Crazy food life. My friend Brendan just announced, he's flying to LA to cook for the Dalai Lama!!!

Wasn't that just the greatest scene? One I will never forget.either is in the Erin Brockovich film

Ed Masry: What makes you think you can just walk in there and take whatever you want?
Erin Brockovich: They're called boobs, Ed.

 
ha! Here is my six-degrees of separation tale

First I have to explain my own...issue:

I grew up painfully shy and would constantly turn away from people rather than make eye contact. I wasn't autistic, but was pretty darn close. "Talking" on the Internet has been a blessing for me because I've made more friends than I could ever have made on my own. A defense mechanism as I got older was to literally force myself to stare at a stranger looking at me until they either spoke or they turned away. If they turned away first, I considered it a win that I hadn't caved into my Black Hole Of Shyness.

Okay...so Larry and I were traveling and stopped at Chatauqua Village in New York for the day to see what it was all about. I walked through a large reception hall filled with people and stood to one side of the room. Directly across the hall was a group of people surrounding a man dressed in red Buddhist robes. The man was staring directly at me. I looked to the left. I looked to the right and looked back and he was STILL staring at me. So I locked into Marilyn Protection Mode and started staring back. Then I noticed that the people surrounding this man had begun to fade away--while he stood out, still staring at me. People were talking to him, but he never answered them and never left my gaze.
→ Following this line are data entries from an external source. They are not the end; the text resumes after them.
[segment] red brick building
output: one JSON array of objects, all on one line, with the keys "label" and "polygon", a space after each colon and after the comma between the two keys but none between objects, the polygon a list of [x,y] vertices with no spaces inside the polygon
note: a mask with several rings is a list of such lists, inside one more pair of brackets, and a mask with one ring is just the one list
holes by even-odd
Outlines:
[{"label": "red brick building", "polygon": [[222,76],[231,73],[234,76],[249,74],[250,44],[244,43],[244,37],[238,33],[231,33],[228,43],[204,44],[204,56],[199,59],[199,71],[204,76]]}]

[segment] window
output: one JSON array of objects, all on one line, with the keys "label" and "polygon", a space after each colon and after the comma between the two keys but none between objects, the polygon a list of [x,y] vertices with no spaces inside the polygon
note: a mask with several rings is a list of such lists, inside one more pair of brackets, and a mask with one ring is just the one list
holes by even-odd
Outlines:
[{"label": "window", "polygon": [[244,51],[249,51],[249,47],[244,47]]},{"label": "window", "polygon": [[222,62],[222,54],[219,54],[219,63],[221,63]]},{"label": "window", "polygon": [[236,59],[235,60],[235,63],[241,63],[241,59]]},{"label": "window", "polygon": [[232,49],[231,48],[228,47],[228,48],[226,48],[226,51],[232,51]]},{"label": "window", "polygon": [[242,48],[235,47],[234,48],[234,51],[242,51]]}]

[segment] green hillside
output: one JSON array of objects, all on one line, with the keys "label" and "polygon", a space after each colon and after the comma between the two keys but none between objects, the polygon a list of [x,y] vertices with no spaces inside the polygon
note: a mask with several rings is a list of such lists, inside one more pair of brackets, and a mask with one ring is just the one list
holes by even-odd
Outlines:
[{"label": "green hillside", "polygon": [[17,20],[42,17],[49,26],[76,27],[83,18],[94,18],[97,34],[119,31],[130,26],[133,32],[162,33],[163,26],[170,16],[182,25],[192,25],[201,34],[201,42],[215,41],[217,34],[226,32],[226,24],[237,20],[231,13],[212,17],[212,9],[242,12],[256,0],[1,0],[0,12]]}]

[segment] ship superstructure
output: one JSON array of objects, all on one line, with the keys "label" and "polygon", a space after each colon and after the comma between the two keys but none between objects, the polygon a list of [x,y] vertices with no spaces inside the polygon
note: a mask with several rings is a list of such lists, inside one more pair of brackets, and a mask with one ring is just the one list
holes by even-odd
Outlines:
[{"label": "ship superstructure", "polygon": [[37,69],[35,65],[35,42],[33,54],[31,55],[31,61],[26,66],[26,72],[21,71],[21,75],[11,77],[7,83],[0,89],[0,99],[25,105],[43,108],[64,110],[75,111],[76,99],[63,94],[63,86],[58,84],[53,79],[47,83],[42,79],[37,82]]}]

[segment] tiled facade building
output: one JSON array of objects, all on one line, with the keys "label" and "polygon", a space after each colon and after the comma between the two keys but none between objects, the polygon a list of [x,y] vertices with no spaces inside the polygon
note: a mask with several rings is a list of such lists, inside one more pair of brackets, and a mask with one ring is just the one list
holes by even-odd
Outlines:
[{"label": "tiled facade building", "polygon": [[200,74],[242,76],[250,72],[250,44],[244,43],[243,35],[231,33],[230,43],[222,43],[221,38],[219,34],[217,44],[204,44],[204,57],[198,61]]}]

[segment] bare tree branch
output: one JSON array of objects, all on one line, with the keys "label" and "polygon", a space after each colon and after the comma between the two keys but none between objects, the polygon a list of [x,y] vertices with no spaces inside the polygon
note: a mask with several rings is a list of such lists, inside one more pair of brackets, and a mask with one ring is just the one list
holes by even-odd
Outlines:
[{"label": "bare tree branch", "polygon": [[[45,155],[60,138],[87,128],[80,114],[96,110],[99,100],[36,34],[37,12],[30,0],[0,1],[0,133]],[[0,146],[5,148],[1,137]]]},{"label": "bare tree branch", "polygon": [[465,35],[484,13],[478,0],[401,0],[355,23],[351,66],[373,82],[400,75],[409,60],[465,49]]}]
I was now FIRMLY determined to win this challenge.

Have you ever seen a group photo where a single person has a circle of light around them, while the rest of the people/image is grayed out...a clear circle of light? Well, that is EXACTLY what I was looking at. This guy had a 6 foot circle of light around him while everyone else was faded out.

I just assumed it was my eyes getting tired from staring.
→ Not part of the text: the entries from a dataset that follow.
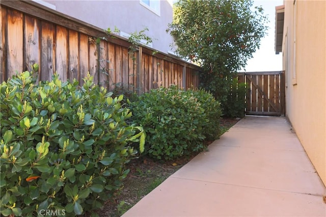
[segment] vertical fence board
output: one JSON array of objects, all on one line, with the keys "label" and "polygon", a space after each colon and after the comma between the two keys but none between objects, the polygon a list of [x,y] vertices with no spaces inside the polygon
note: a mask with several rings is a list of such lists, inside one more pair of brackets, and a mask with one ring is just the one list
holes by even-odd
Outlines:
[{"label": "vertical fence board", "polygon": [[[263,91],[266,96],[268,96],[268,89],[269,87],[269,84],[268,84],[269,76],[269,75],[268,74],[264,74],[263,75]],[[268,106],[268,102],[267,101],[267,99],[266,99],[266,97],[264,96],[263,97],[263,104],[264,112],[268,112],[268,108],[269,107],[269,106]]]},{"label": "vertical fence board", "polygon": [[250,75],[247,74],[246,75],[245,81],[247,83],[248,88],[246,94],[246,111],[250,112],[251,111],[251,93],[252,84],[251,82],[247,78],[247,77],[250,77]]},{"label": "vertical fence board", "polygon": [[135,52],[133,54],[133,58],[132,57],[130,57],[129,61],[132,64],[132,68],[133,68],[133,72],[132,72],[132,77],[133,79],[133,90],[134,91],[136,91],[138,89],[138,84],[137,84],[137,76],[138,75],[137,74],[137,63],[136,62],[136,60],[138,59],[139,53],[138,52]]},{"label": "vertical fence board", "polygon": [[56,41],[56,71],[60,79],[67,80],[68,71],[68,31],[66,28],[57,26]]},{"label": "vertical fence board", "polygon": [[122,83],[122,48],[116,46],[116,87]]},{"label": "vertical fence board", "polygon": [[[257,76],[257,86],[261,90],[263,89],[263,75],[259,75]],[[257,112],[263,111],[263,95],[260,91],[258,91],[257,96]]]},{"label": "vertical fence board", "polygon": [[78,32],[69,30],[69,55],[68,55],[68,78],[73,81],[74,78],[78,80],[78,72],[79,71],[78,64]]},{"label": "vertical fence board", "polygon": [[128,55],[128,90],[134,90],[135,84],[136,83],[135,82],[134,78],[135,76],[135,73],[137,72],[135,71],[135,65],[134,63],[132,57],[129,55],[129,53]]},{"label": "vertical fence board", "polygon": [[88,73],[88,36],[85,34],[79,34],[78,79],[80,84],[83,84],[83,78],[86,77]]},{"label": "vertical fence board", "polygon": [[41,64],[40,80],[49,80],[52,78],[55,70],[53,61],[53,33],[52,24],[42,21],[41,43]]},{"label": "vertical fence board", "polygon": [[[111,89],[118,83],[129,89],[137,87],[139,93],[171,84],[187,88],[198,85],[194,65],[188,67],[191,64],[162,53],[153,55],[147,48],[143,52],[142,46],[134,55],[134,64],[128,55],[126,40],[109,39],[110,42],[103,40],[97,43],[95,39],[103,33],[100,30],[46,9],[42,12],[49,15],[48,20],[40,18],[36,13],[41,9],[19,2],[19,10],[23,12],[12,9],[14,4],[0,6],[2,80],[39,63],[39,79],[43,80],[50,80],[57,72],[63,81],[76,78],[82,85],[89,72],[95,84]],[[183,64],[186,68],[184,76]]]},{"label": "vertical fence board", "polygon": [[148,59],[148,91],[153,89],[153,57],[149,56]]},{"label": "vertical fence board", "polygon": [[0,82],[2,83],[6,80],[7,75],[7,24],[8,16],[7,16],[7,9],[0,5],[0,38],[1,39],[1,49],[0,50],[0,62],[2,63],[0,68]]},{"label": "vertical fence board", "polygon": [[[269,75],[269,99],[273,103],[275,102],[275,75]],[[270,112],[276,112],[271,106],[269,106]]]},{"label": "vertical fence board", "polygon": [[8,77],[20,73],[23,69],[23,19],[22,13],[8,11],[8,52],[7,64]]},{"label": "vertical fence board", "polygon": [[31,71],[32,65],[40,64],[39,30],[38,20],[28,16],[25,17],[25,60],[24,70]]},{"label": "vertical fence board", "polygon": [[157,88],[157,63],[156,57],[153,57],[153,88]]},{"label": "vertical fence board", "polygon": [[96,45],[96,39],[93,37],[89,37],[89,71],[91,76],[94,76],[93,82],[97,84],[98,83],[98,72],[97,70],[97,59],[98,59],[98,53],[97,51],[97,46]]},{"label": "vertical fence board", "polygon": [[275,75],[275,105],[279,110],[280,107],[280,76],[281,74]]},{"label": "vertical fence board", "polygon": [[129,60],[129,55],[128,53],[128,49],[125,47],[122,47],[122,79],[121,86],[125,88],[128,88],[128,84],[129,84],[129,79],[128,73],[129,72],[128,63]]},{"label": "vertical fence board", "polygon": [[148,92],[149,83],[149,57],[147,54],[144,54],[144,91]]},{"label": "vertical fence board", "polygon": [[99,44],[99,60],[98,67],[99,68],[98,71],[99,73],[99,84],[101,87],[104,87],[108,89],[108,57],[107,56],[108,48],[107,42],[104,41],[101,41]]},{"label": "vertical fence board", "polygon": [[115,57],[116,56],[115,45],[109,43],[107,45],[108,49],[108,86],[109,89],[113,90],[114,89],[114,84],[116,83],[116,62]]},{"label": "vertical fence board", "polygon": [[[257,84],[257,75],[251,75],[253,83]],[[257,111],[257,88],[252,84],[251,90],[251,111]]]}]

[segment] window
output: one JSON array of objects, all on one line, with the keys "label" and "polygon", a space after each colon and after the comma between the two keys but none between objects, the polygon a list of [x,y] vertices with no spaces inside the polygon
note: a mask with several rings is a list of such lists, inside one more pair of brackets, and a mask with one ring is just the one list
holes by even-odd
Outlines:
[{"label": "window", "polygon": [[141,5],[148,10],[160,16],[160,0],[140,0]]}]

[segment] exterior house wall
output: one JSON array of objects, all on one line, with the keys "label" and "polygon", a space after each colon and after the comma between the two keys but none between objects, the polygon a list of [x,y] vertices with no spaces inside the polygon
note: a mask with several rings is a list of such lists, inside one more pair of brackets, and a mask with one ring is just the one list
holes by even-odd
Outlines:
[{"label": "exterior house wall", "polygon": [[172,37],[166,33],[173,15],[172,1],[159,1],[157,14],[141,4],[140,0],[44,1],[60,12],[100,28],[112,31],[116,26],[130,34],[148,29],[145,34],[153,39],[153,49],[167,53],[173,51]]},{"label": "exterior house wall", "polygon": [[284,5],[287,116],[326,185],[326,2]]}]

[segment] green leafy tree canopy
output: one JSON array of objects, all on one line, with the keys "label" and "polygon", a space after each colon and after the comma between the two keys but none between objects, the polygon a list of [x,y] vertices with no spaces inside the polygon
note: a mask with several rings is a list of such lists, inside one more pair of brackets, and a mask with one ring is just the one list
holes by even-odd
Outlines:
[{"label": "green leafy tree canopy", "polygon": [[268,21],[263,10],[252,8],[252,0],[179,0],[175,4],[173,22],[167,31],[174,39],[176,52],[203,66],[202,85],[218,98],[231,84],[230,73],[246,66],[266,34]]}]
He finally turned away and I declared it a VICTORY for Marilyn and left the hall to look for Larry.

Semi-end of story.

Several years later I was in Philadelphia and turned the corner to see a full window display in a Barnes & Noble book shop. The entire window was filled with the same book, stacked with the image of the author. My FIRST thought was: "hey! that's the guy that was staring at me in Chatauqua!" My SECOND thought was "Holy Crap, THAT'S the Dalai Lama!!!!!"

At that point, I had to do a bit of revisionist history. His Supreme Holiness, the Dalai Lama had been silently meditating in that reception hall, his aura completely visible to me--and was NOT challenging shy Marilyn from western Pennsylvania to a staring contest.

 
Awesome! My MIL used to proudly display a photo of her with the Daili Lama...

finally we had to tell her not every Buddhist monk is the Dali Lama and that maybe the fact that she met him at the nail salon should've been her first clue it wasn't actually him.

 
Hi Gail...I live south of New Smyrna Beach but work in Orlando...I still

have days where I think I'm actually DEAD and this daily commute is my own personal Hell.

I was at UF in Gainesville for 3 years...loved it. But I imagine it's changed considerably since 1994.